Stress influences many gastrointestinal functions. These include the microbiota, how well food moves through it (motility), secretion of important biochemicals, as well as how tightly the gut cells adhere to each other (permeability). Stress can also stimulate the sympathetic nervous system and the release of stress hormones, as well as inhibit the vagus nerve and contribute to inflammation. So, reducing stress is a strategy to reduce all of these negative effects and try to improve gut symptoms.
Many practitioners are starting to recommend “mind-body” therapies for IBS. Mind-body therapies include hypnotherapy, mindfulness, and cognitive behavioral therapy.
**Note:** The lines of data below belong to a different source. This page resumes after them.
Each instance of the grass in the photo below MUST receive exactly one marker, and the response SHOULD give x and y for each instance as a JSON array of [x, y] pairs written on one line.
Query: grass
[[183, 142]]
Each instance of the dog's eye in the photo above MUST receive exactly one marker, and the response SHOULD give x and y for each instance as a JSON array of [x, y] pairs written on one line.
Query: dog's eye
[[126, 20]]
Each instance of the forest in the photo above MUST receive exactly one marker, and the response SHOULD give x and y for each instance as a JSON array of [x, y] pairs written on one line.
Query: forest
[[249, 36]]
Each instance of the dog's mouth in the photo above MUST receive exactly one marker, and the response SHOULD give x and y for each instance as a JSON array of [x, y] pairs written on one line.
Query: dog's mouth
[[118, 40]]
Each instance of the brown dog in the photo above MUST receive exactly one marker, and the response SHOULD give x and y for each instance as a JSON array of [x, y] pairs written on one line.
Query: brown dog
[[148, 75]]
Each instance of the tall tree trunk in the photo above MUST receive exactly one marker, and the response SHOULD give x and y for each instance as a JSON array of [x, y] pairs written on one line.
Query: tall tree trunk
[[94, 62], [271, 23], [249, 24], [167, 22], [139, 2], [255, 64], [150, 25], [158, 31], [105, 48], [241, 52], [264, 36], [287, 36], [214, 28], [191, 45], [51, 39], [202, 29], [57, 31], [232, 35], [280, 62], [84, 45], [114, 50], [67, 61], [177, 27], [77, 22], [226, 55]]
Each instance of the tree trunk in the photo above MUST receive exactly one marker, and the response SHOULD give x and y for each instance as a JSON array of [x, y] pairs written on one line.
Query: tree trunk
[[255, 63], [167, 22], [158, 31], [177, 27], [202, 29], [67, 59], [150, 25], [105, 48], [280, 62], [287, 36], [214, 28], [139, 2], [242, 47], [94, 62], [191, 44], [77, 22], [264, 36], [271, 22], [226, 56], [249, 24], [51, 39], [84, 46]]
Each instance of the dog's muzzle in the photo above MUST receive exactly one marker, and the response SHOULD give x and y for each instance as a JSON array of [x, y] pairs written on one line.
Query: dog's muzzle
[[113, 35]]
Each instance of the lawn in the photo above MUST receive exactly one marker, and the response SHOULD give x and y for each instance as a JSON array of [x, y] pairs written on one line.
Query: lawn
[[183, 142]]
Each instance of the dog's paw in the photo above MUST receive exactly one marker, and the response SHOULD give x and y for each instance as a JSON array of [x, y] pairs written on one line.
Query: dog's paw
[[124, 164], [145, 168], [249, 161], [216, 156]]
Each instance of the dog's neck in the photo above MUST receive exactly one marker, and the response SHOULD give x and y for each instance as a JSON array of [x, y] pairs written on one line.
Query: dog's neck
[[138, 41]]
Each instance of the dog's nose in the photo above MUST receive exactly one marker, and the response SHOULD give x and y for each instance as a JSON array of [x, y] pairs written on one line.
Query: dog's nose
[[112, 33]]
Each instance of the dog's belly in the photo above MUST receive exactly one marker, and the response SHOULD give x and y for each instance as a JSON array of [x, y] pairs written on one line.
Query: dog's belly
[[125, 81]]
Individual counseling or participating in support groups can also help. Gut-directed hypnotherapy, for example, induces a state of relaxation while verbally suggesting improvements and coping skills. Mindfulness teaches how to observe one’s current experience, thoughts, and feelings, and to learn to apply neutral emotional attention to them. Mindfulness can help people to notice symptoms and sensations in the gut and distinguish those from the thoughts and emotions surrounding those sensations.
A review of 12 studies found that mind-body approaches were effective in helping some IBS symptoms. These were improvements in both mental health symptoms, and quality of life for gut symptoms. The researchers recommend more studies in this area.
Make sure you treat your gut and your brain well!
There is a ton of ongoing research that is delving into the vast and varied interconnections between our gut and our brain, and how our “second brain” affects our moods and vice versa. The microbiome-gut-brain axis consists of nerves, biochemicals, and the immune system. There are a number of foods that we can feed our gut that can help our moods, and reducing our stress can have a significant impact on several digestive diseases.